Da entwickelt sich zwischen 1339 und 1453 ein mehr als hundertjähriger verwirrender Krieg zwischen Frankreich und England. In dieser von einer gewissen, der Menschenentfaltung ungünstigen geistigen Strömung herrührenden Verwirrung finden Ereignisse ihre Hemmungen, die schneller die Bewusstseinsseele in die Menschheit eingeführt hätten, wenn die Hemmungen nicht dagewesen wären. Chaucer (der vierzehnhundert gestorben ist) hat die englische Literatur begründet. Man braucht nur daran zu denken, was von dieser Literaturbegründung für geistige Folgen in Europa ausgegangen sind, und man wird es bedeutsam finden, dass das Ereignis nicht frei sich gestalten konnte, sondern dass es in eine Kriegsverwirrung hineinfiel. Dazu kommt, dass schon vorher (1215) in England dasjenige politische Denken begonnen hatte, das durch die Bewusstseinsseele seine rechte Ausprägung erhalten kann. Auch die weitere Entwicklung dieses Ereignisses fällt in die Kriegshemmungen hinein.

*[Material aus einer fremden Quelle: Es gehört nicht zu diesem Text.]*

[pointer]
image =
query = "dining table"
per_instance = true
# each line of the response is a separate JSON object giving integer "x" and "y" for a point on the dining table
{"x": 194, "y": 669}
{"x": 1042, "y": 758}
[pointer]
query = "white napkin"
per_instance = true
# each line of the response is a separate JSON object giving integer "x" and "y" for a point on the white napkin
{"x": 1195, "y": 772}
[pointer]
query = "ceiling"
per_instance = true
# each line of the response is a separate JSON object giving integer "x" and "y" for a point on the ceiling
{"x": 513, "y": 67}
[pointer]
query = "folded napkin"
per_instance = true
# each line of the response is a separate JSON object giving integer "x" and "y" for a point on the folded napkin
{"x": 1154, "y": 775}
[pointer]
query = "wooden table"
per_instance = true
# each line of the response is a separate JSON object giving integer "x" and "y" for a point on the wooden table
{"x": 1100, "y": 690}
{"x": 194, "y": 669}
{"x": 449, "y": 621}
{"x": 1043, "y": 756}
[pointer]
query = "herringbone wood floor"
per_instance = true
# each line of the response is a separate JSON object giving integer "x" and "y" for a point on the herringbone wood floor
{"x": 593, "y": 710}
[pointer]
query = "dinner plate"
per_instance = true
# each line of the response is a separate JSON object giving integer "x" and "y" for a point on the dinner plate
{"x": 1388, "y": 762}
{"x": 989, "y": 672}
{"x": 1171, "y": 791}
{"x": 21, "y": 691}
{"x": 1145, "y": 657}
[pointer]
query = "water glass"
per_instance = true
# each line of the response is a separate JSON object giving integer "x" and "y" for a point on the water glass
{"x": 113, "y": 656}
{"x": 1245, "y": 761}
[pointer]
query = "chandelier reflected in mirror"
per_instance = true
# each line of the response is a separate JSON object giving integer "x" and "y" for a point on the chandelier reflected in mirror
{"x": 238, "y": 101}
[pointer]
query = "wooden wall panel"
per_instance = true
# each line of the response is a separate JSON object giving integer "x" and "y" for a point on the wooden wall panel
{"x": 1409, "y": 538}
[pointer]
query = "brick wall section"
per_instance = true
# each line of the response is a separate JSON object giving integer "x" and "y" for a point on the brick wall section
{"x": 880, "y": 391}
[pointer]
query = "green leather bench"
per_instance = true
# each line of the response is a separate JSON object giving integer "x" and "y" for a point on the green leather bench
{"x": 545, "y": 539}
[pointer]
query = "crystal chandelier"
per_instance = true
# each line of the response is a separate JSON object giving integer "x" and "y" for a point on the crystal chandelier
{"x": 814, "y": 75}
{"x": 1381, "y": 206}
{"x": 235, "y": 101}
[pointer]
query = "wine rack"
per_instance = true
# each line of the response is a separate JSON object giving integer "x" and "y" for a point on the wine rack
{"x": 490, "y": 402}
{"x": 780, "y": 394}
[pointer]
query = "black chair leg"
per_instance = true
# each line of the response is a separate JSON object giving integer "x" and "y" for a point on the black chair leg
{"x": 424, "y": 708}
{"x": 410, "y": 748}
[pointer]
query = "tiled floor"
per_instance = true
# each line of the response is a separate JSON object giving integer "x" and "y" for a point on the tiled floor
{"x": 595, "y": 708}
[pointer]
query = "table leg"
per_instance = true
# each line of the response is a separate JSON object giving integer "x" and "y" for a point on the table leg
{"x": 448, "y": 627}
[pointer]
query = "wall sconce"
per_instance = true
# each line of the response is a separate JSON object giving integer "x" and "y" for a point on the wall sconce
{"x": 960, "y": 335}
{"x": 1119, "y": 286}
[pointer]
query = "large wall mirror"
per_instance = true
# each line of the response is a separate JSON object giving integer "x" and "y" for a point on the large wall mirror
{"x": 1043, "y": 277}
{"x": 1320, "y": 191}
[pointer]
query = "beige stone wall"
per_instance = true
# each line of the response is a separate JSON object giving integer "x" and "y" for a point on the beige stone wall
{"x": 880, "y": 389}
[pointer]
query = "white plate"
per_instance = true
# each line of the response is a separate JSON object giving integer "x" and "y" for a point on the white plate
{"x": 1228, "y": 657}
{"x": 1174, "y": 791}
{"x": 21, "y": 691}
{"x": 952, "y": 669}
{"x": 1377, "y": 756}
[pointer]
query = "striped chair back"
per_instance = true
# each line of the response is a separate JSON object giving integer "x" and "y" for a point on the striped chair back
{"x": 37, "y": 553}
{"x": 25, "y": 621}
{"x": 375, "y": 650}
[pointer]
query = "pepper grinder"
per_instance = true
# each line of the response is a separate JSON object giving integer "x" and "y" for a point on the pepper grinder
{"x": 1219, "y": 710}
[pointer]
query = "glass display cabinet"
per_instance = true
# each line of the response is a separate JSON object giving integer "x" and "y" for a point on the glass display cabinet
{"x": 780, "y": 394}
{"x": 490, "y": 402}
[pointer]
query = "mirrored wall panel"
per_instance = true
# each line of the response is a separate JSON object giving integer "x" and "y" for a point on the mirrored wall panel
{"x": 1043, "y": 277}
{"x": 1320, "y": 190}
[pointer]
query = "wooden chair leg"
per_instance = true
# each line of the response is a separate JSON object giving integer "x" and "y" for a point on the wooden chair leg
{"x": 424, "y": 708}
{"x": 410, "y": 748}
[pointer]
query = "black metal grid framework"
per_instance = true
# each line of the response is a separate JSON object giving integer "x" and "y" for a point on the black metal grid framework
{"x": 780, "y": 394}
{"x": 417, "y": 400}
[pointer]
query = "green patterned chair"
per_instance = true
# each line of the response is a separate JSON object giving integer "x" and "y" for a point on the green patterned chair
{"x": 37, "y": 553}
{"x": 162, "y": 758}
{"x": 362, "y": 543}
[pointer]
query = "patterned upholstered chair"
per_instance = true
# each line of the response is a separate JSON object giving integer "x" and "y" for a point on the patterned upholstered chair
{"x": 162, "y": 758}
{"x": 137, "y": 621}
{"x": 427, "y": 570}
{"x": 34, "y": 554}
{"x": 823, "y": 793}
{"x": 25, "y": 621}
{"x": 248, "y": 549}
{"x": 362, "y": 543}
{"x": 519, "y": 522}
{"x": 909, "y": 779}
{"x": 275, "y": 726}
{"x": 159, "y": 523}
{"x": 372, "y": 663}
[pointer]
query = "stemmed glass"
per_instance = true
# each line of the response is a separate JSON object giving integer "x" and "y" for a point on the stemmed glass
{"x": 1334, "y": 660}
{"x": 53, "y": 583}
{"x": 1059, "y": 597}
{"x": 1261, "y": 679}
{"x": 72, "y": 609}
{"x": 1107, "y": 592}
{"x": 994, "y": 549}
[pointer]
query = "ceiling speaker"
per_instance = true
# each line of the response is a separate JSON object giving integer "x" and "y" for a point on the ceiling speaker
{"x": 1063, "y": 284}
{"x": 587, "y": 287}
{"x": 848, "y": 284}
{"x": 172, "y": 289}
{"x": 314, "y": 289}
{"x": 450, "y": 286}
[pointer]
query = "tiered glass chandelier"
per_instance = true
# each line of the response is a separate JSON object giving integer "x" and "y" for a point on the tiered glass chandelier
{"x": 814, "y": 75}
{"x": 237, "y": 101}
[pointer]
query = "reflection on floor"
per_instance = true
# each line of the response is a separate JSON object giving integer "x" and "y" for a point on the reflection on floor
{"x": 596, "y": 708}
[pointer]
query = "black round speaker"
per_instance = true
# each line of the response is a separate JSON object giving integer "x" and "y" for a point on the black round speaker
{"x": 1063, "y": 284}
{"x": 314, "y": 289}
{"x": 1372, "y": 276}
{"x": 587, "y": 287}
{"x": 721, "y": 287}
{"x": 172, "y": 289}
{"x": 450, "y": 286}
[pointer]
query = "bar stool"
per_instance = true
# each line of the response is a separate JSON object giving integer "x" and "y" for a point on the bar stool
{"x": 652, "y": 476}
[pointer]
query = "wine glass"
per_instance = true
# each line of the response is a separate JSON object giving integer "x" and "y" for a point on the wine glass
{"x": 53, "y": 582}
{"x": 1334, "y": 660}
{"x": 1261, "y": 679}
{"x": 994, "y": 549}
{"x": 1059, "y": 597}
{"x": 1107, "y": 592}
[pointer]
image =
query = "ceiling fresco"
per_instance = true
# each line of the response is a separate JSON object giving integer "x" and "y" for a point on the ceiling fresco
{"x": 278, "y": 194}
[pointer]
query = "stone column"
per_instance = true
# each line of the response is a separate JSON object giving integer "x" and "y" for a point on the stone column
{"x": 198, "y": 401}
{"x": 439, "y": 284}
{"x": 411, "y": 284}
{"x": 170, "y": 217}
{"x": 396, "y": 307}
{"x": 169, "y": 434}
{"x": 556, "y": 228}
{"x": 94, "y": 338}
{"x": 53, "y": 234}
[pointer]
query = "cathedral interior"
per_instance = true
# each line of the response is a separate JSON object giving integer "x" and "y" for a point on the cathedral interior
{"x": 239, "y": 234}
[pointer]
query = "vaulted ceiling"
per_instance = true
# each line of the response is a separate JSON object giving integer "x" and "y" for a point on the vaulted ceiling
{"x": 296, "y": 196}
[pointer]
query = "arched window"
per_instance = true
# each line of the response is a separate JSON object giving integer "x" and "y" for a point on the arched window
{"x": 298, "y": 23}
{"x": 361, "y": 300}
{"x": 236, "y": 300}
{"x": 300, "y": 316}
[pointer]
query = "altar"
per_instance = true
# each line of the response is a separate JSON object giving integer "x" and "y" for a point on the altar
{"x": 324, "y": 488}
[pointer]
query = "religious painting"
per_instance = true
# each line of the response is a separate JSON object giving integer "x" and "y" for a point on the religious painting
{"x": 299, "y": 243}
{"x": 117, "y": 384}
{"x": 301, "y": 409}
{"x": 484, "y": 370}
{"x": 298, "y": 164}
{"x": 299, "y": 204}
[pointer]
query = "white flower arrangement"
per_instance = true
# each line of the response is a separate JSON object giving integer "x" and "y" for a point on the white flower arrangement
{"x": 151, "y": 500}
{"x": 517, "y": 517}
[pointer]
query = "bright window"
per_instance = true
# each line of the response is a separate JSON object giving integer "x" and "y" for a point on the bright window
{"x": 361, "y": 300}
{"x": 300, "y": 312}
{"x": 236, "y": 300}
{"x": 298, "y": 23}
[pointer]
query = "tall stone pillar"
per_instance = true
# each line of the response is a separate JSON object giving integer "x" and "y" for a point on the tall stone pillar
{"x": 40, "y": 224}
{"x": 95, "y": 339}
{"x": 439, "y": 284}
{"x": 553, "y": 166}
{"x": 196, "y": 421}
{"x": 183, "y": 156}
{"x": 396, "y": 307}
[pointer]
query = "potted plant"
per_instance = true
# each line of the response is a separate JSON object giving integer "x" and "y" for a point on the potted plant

Man hat es da mit einer Zeit zu tun, in der die geistigen Kräfte, die den Menschen so entwickeln wollen, wie er von ihnen übergeordneten göttlich-geistigen Mächten von Anfang an veranlagt ist, ihre Widersacher finden. Diese Widersacher wollen den Menschen in andere Bahnen einlenken, als die ihm vom Anbeginne gewiesenen sind. Er würde dann die Kräfte seines Anfangs für seine spätere Entwicklung nicht anwenden können. Seine kosmische Kindheit bliebe für ihn unfruchtbar. Sie würde zum verdorrenden Teile seiner Wesenheit. Die Folge davon wäre, dass der Mensch die Beute der luziferischen oder ahrimanischen Mächte werden könnte und ihm seine selbsteigene Entfaltung entfiele. Hätten es die Menschheits-Widersacher mit diesen ihren Bestrebungen nicht bloss bis zu Hemmungen, sondern bis zu einem vollen Erfolg gebracht, so hätte der Einschlag der Bewusstseinsseele unterbunden werden können.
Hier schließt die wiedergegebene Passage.